On Transfers And England


They used to have a slogan: It’s good to talk. Try reading that without Bob Hoskins voice materialising in your head. Especially now that I have mentioned it.

Unless of course, you have no clue what I am wittering on about and that Dear Reader, would come as no surprise.

Yesterday’s farcical proceedings with the UK’s largest telecoms company continues to plague me; it’s the internet, Jim, but not as we know it. We now know why it’s good to talk; it makes them more money.

Which gets us close to 100 hundred words this morning and me a little less sarcastic.

There isn’t much going on with Arsenal at the moment. The footballing world is occupied with Manchester United’s pursuit of Paul Pogba, which according to ESPN may be followed up with a bid for Leonardo Bonucci. At what point does it become cheaper for United to buy Juventus as opposed to cherry-picking their squad?

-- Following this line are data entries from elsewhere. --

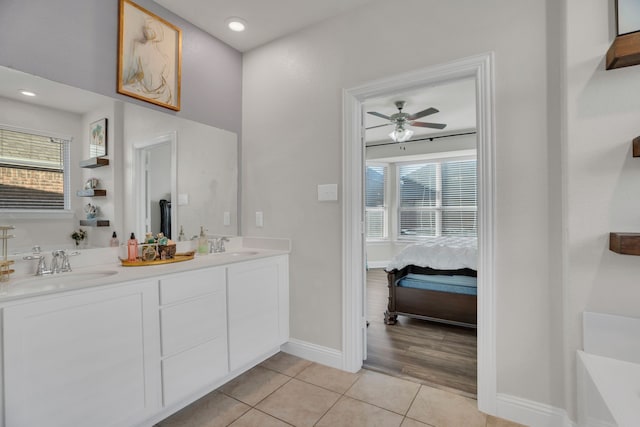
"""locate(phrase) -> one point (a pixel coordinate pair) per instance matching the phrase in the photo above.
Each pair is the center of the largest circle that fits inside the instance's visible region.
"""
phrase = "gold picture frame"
(149, 57)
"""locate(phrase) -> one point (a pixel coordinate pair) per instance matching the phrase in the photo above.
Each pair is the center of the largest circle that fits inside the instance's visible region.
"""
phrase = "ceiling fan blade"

Many find the prospect of United paying £105m for a player who left with less than £1m in compensation four years ago. Which misses the point on so many levels. Firstly, United are getting on with their summer business in strengthening their squad and secondly, they have a robust business model which allows them to miss out on Champions League football for a couple of seasons and still spend more in one summer than we have this decade.

OK, that last one is an exaggeration but you get the point.

Personally, I am not bothered by Pogba’s fee. Football’s long gone mad and doesn’t show any sign of an outbreak of common sense. The new reality is that our record fee of £42.5m for Mesut Özil isn’t far off becoming a little more than a bit dear. It would come as no surprise if we learned the average fee this summer, even without Pogba, was somewhere north of £20m.

I only have an interest in what United are doing because they are building a decent squad. It’s a specious argument to say “but look how much it costs, look how bad they must have been”, simply because that avoids acknowledging how good they might be next season. An awful lot of the hope being pinned on us doing well relies on others taking time to gel.

That may not happen and Arsenal have to put themselves into a position where they can challenge for the title. If they don’t challenge, that’s a different issue.

It could of course be the case that we get off to a barnstorming start and establish an almost unassailable lead by Christmas. Most likely we won’t.

But what I find most noticeable about this summer is the lack of optimism about next season. Even from those who look on the bright side of life, the levels of belief genuinely seem lower to me than before. A sense of déjà vu with a summer where activity behind the scenes does nothing to assuage the sense that we’ve completed our summer business.

It works both ways; there’s not much hint of people leaving which for late July is highly unusual. Yes, we told City to do one when they asked about Hector Bellerin but there has been precious little interest in anyone else, not even our well-stocked midfield. Not even Theo Walcott, for goodness sake and he was always good for a rumour or two about his future.

Which either means we’ve got our message through successfully about not selling our best players or this is the calm before the storm. I’m leaning toward the former, before you ask.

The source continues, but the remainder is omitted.